Plans for the Pembroke facility have been in flux throughout the process. The columbarium, where cremated remains will be stored, was relegated to phase two of the project, meaning 2024 is the earliest it might materialize. Cremated remains will be buried in the interim.
As we have noted before, with government projects the key is to get them started. Once a project is underway, the money can usually be found to complete it.
Before the VA broke the project in two because of cost overruns, the cemetery was supposed to accommodate the remains of 8,672 veterans by 2022. Due to putting off the columbarium, the cemetery will have a capacity of only 4,000 when the first phase of construction is completed.
Other features of the project were put off until the second phase, including an honor guard building for military ceremonies, an ossuary for remains and a memorial wall saluting veterans interred elsewhere.

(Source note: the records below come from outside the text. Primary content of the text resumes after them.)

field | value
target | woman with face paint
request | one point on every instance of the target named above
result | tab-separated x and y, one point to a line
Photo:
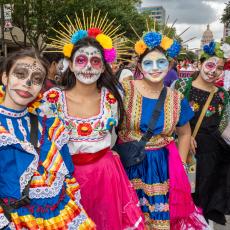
37	190
91	106
160	178
211	151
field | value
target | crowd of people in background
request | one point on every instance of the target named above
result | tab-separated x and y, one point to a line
58	114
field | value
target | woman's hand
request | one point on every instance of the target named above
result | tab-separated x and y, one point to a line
193	145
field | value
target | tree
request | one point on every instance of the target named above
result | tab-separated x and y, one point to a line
226	15
37	18
227	40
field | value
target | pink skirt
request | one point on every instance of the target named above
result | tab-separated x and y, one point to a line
107	195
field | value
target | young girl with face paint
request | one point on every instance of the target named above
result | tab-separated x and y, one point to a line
91	106
160	179
37	190
211	151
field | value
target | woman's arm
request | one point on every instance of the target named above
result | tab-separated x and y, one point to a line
184	138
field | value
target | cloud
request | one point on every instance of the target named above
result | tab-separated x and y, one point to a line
194	13
190	12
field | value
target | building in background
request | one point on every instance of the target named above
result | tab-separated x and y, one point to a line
155	12
226	31
207	37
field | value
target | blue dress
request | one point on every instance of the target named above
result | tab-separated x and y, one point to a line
54	193
150	178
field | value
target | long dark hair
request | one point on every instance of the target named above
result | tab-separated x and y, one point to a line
107	78
137	72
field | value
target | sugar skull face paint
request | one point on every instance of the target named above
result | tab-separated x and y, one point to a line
155	66
88	64
24	82
212	69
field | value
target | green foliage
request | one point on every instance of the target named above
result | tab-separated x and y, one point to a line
37	18
187	54
227	40
226	15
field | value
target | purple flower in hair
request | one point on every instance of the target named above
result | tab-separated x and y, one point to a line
152	39
174	50
210	48
77	36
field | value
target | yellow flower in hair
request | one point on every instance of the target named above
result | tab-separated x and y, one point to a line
105	41
2	94
166	42
67	49
140	47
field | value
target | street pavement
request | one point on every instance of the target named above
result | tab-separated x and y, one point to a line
216	226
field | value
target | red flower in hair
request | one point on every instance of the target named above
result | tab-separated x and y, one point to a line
227	65
110	98
84	129
93	32
52	96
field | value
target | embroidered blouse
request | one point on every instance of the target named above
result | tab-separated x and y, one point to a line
176	112
52	186
87	135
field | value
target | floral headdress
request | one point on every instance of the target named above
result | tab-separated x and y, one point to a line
154	39
212	49
94	26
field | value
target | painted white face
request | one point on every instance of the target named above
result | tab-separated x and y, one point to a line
87	65
24	82
212	69
155	66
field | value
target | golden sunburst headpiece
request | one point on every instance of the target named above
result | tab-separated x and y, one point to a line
97	27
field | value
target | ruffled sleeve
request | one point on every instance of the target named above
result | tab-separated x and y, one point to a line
51	104
186	113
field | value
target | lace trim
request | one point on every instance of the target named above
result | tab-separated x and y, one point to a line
77	197
13	114
50	191
3	221
62	140
77	221
135	225
8	139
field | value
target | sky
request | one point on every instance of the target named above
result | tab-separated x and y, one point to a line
194	13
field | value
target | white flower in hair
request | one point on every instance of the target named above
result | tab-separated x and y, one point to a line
226	49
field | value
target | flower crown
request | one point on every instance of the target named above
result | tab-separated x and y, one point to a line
154	39
212	49
101	29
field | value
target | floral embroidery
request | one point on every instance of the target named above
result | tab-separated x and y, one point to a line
32	106
52	96
2	94
84	129
220	108
221	95
110	98
210	111
110	123
195	106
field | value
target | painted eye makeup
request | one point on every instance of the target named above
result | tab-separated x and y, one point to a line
147	65
210	65
96	62
81	61
162	63
37	79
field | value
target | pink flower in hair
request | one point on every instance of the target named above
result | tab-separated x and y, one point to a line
110	55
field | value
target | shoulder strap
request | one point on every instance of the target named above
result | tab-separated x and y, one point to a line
200	119
156	113
34	130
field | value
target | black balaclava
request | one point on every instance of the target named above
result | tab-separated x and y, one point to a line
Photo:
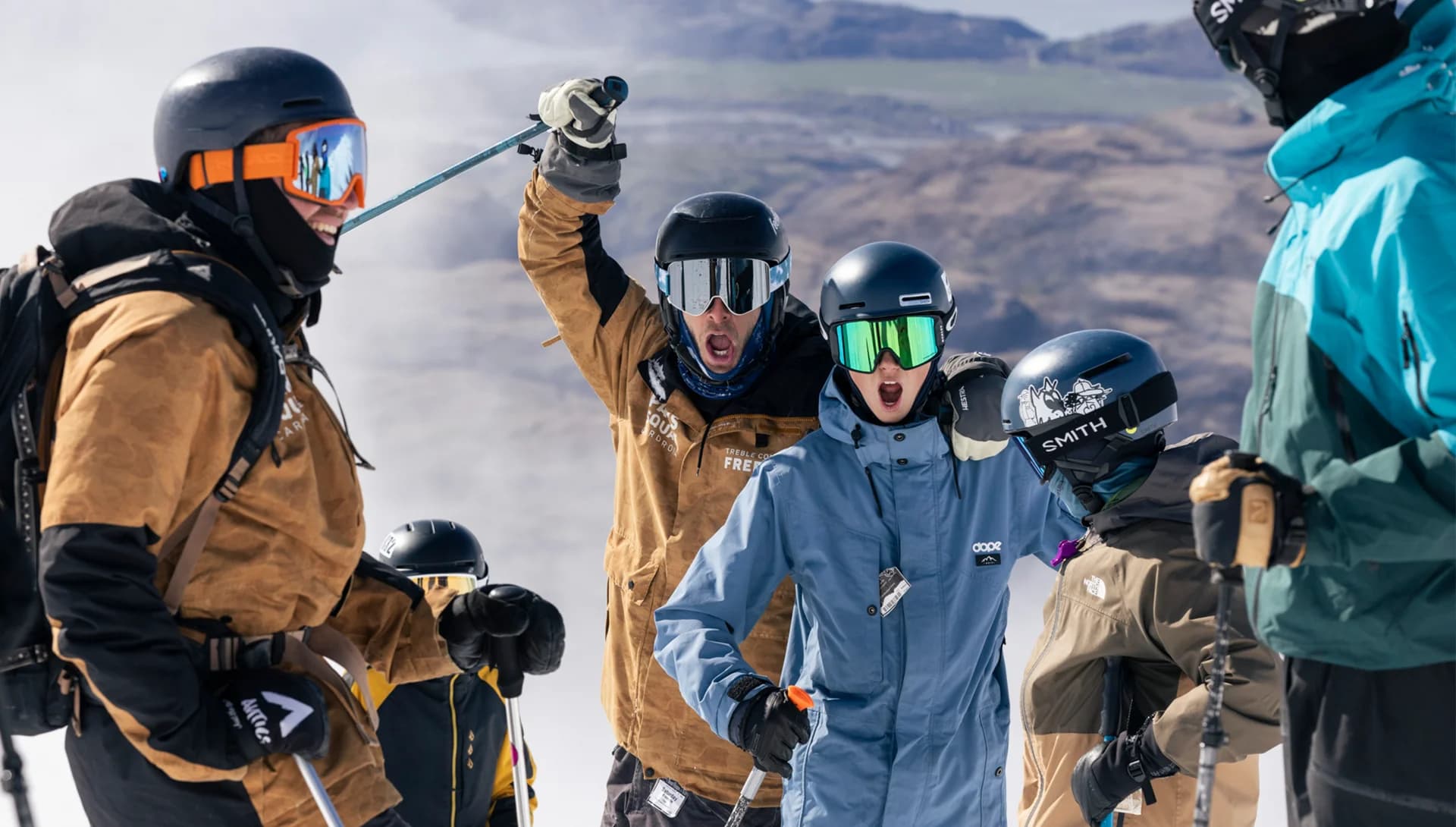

The closest veterans cemetery now is located in Bath, about 100 miles from Buffalo. The Pembroke facility, 30 miles from Buffalo, is expected to serve more than 96,000 veterans and family members from the Buffalo and Rochester areas.
Senate Minority Leader Charles E. Schumer, D-N.Y., has championed the project since its inception.
Jim Wehner, a Vietnam veteran from Williamsville who attended a recent public meeting about the cemetery delays, said that though he disagrees with Schumer on many issues, he trusts him to stay on top of the cemetery endeavor.
Schumer “has been good at bringing money into Western New York. I’ll go with him on this,” Wehner said.
The senator told The News last month that his “top priority has been – and will remain – making this cemetery a reality for the 167,000 Western New York veterans who deserve a fitting final resting place reflective of their heroic service.”
The veterans counting on this facility are running out of patience, but Schumer’s persistence should ensure it comes to fruition.
It’s important to thank our country’s veterans for their service. Giving them a final resting place to be proud of seems like the least we can do.